On Tuesday, new rumors of a trade delay or deal were reported, but government officials gave no assurances. “The reality is that those tariffs are still on the table,” White House economic adviser Larry Kudlow said.

That left the toy industry searching for informal return channels for a savior, sources said.

“We continue to speak to the administration directly and indirectly,” Rebecca Mond, vice president of federal government affairs for the Toy Association, told the Post. “We leverage all the contacts we have in the administration,” Mond said without saying whether Perlmutter was among those contacts.

Perlmutter – worth an estimated $5.2 billion according to Forbes – along with his wife, Laurie, donated hundreds of thousands of dollars to the president’s re-election campaign. In 2016, he donated $1 million to the president’s fundraiser for veterans and was asked by Trump in 2017 to help veterans.

“Ike Perlmutter has been very, very involved. One of the great businessmen,” Trump said in 2017. “And we’re going to turn the VA around for our veterans. I have promised this for a long time.

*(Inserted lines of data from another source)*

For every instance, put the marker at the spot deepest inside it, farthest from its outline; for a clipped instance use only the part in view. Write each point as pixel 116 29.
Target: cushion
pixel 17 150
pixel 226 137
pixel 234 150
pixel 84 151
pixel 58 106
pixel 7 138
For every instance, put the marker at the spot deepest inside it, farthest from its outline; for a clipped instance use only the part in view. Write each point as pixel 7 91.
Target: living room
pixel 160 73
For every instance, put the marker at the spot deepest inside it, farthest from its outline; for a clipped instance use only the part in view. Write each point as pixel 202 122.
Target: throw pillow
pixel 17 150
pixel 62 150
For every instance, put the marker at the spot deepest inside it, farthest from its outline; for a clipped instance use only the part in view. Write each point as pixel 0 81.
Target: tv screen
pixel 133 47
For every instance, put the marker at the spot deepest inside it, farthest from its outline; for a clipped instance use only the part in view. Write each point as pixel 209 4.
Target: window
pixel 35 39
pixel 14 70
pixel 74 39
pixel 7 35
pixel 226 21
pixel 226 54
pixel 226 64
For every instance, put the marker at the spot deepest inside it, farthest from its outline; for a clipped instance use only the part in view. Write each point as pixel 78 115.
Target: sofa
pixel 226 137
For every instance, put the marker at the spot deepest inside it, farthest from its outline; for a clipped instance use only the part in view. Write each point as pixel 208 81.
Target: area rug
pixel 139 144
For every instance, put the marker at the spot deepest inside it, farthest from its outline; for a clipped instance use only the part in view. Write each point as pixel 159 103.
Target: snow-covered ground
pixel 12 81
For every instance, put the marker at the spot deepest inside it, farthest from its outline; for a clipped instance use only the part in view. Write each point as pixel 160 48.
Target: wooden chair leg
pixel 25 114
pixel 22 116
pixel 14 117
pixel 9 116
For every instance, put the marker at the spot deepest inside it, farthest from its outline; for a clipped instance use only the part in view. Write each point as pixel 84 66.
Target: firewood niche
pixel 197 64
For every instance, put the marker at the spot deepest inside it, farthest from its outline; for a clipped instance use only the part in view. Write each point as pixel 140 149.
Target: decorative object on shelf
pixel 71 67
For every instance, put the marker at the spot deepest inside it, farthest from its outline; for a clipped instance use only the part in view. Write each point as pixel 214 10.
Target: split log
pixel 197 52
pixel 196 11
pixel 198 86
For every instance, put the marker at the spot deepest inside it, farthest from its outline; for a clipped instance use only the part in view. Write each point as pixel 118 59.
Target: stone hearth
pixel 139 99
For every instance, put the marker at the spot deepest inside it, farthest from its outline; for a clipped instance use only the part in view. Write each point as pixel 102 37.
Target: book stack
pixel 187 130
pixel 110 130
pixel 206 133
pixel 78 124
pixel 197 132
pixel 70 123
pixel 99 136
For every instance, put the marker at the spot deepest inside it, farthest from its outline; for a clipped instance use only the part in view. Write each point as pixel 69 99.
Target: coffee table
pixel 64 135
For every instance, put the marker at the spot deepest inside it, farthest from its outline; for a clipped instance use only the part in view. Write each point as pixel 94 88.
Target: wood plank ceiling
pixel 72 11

Perlmutter made his fortune buying and selling businesses earlier in his career, including liquidation retailer Odd Lot Trading, which he founded, and shaving brand Remington. He was co-owner of Toy Biz, which had action figures and eventually became the Marvel comics company.

In challenging Marvel from bankruptcy, Perlmutter had to battle fellow billionaire bigwigs Ronald Perelman, a big investor in Revlon, and hedge fund manager Carl Icahn.

Perlmutter has also made headlines in recent years for his involvement in a bizarre legal battle in Palm Beach over his alleged role in a covert hate mail campaign.

The case, which is still unfolding in Florida and Canada, began as a seemingly innocent dispute with a neighbor in a Palm Beach gated community who wanted to oust a tennis pro Perlmutter wanted to keep. The dispute escalated so much that neighbor Harold Peerenboom sued Perlmutter for defamation, claiming he carried out an anonymous hate mail campaign falsely accusing Perrenboom of child rape and murder, according to reports and court documents.